Port Scanning Techniques By Using Nmap
Nmap is a security auditing tool used in the security field to actively enumerate a target system/network. It is one of the most extensively used tools by network administrators and conversely attackers for reconnaissance (enumeration), the first step in the 5 phases of hacking. Nmap is used to actively probe the target network for active hosts(host discovery), port scanning, OS detection, version details, and active services running on the hosts that are up. For this, Nmap uses the technique of sending packets and analyzing the responses. To learn more about please refer to the article Nmap.
Port Scanning is one of the features of Nmap wherein the tool detects the status of the ports on active hosts in a network. The status of the ports can be open, filtered, or closed. Type Nmap in the command line to run Nmap. Add necessary switches according to the scanning type to initiate a specific scan technique.
Example: nmap -sS 192.168.0.1-192.168.0.52
This command runs Nmap in TCP SYN scan type (-sS) and scans the given IP address range for active hosts and services.
Please refer to the article Port Scanning to learn more about it.
Types of Port Status:
- Open: The open status means that the given port is open and is actively running a service.
- Filtered: The filtered status means that the respective port might be hidden behind a firewall and its status remains unknown.
- Closed: The closed state represents a given port is closed on the host machine.

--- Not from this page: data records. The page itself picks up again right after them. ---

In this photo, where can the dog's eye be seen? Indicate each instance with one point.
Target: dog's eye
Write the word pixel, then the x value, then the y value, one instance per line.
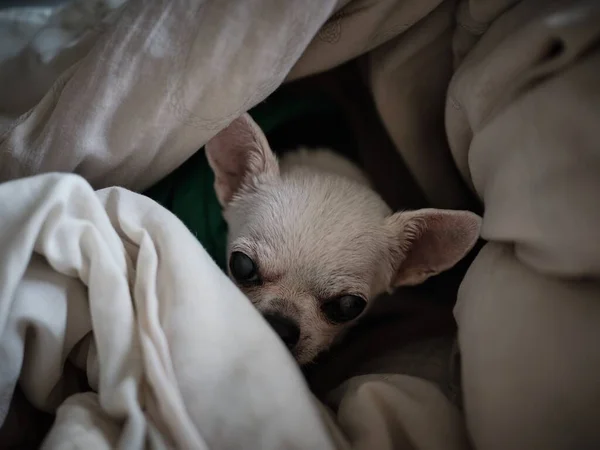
pixel 242 268
pixel 344 309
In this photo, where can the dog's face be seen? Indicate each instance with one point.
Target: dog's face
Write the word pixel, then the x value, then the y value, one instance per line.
pixel 311 250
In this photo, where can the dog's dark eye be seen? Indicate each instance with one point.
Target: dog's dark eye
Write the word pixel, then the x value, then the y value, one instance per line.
pixel 344 309
pixel 242 268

Different Port Scanning Techniques in Nmap:
The following are the extensively used scanning techniques in Nmap:
1. TCP Connect Scan (-sT): TCP Connect scan uses the concept of a full three-way handshake to discover whether a given port is open, filtered, or closed according to the response it receives. Nmap sends a TCP request packet to each and every port specified and determines the status of the port by the response it receives. RFC 793 says,
If the connection does not exist (CLOSED) then a reset is sent in response to any incoming segment except another reset. In particular, SYNs addressed to a non-existent connection are rejected by this means.
- What it essentially means is that if Nmap sends a TCP request to a closed port with its SYN flag set, then it receives a TCP packet with its RESET FLAG set from the target server. This tells Nmap that the specified port is “closed”.

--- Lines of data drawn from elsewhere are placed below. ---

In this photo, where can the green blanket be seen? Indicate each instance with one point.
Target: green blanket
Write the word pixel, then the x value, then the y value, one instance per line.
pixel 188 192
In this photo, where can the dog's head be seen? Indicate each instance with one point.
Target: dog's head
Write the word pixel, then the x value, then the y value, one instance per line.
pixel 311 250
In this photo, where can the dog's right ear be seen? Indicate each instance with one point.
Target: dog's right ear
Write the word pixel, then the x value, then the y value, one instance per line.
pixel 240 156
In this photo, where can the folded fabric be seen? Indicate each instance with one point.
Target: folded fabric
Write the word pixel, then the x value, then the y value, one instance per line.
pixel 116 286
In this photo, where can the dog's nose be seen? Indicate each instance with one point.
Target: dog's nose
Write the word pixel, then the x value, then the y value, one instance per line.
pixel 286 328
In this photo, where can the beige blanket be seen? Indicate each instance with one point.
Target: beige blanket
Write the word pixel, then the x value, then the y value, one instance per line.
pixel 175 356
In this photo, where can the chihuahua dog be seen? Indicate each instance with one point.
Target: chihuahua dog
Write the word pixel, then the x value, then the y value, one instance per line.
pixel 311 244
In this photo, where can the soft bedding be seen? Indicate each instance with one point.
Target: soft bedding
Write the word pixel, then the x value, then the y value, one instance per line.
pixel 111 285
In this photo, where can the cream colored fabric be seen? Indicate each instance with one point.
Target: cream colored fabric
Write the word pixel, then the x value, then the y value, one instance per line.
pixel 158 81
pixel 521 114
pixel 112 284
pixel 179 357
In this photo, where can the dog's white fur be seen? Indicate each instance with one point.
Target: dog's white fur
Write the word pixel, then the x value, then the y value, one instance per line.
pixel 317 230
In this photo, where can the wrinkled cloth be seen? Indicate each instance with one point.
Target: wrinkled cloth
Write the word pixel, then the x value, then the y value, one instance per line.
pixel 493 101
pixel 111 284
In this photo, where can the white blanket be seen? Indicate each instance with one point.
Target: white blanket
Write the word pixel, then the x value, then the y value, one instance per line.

- Otherwise, if the port is actually “open”, then Nmap receives a response with SYN/ACK flags set responding to the packet sent by Nmap with its SYN flag set.
- The third possibility is that if a port is filtered, most of the server’s firewalls are configured to just drop incoming packets. Nmap doesn’t receive any response back. This essentially means that the given port is running behind a firewall (i.e “filtered”).

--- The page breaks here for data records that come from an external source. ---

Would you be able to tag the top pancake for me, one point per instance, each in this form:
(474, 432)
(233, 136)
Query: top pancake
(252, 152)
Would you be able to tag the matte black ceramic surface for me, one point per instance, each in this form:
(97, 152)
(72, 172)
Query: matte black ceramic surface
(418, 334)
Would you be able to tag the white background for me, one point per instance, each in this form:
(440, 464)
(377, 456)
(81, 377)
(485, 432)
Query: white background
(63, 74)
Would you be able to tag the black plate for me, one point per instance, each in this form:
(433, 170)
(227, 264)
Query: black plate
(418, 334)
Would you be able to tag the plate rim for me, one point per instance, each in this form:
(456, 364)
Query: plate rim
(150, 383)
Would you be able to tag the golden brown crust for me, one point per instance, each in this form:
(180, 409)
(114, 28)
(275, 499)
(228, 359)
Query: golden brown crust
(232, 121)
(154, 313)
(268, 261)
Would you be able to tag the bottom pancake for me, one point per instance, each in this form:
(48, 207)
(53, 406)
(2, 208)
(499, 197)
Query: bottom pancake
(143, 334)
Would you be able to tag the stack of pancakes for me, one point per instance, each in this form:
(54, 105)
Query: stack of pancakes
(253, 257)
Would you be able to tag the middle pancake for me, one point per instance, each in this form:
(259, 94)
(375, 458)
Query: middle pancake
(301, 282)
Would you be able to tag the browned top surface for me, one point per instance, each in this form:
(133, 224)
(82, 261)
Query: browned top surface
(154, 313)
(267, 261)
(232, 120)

2. TCP SYN Scan (-sS): SYN scans are often called “Half-open” or “Stealth” scans. SYN scan works the same way as TCP Connect scan with closed and filtered ports i.e receives a RST packet for closed port and no response for filtered ports. The only difference is in the way they handle the open ports. SYN scan sends a response packet to the server with its RESET FLAG set(but not ACK which is usually the default in the actual three-way handshake) after receiving SYN/ACK from the target server. This is to avoid the server from continuously making requests to establish a connection and thereby reduce the scan time.
This scan type is referred to as a stealth scan due to the following advantages:
- Faster because it doesn’t have to complete the full three-way handshake.
- Some applications often log only those connections that are fully established. So applications listening on open ports do not log these connections which makes SYN scan “stealthy”.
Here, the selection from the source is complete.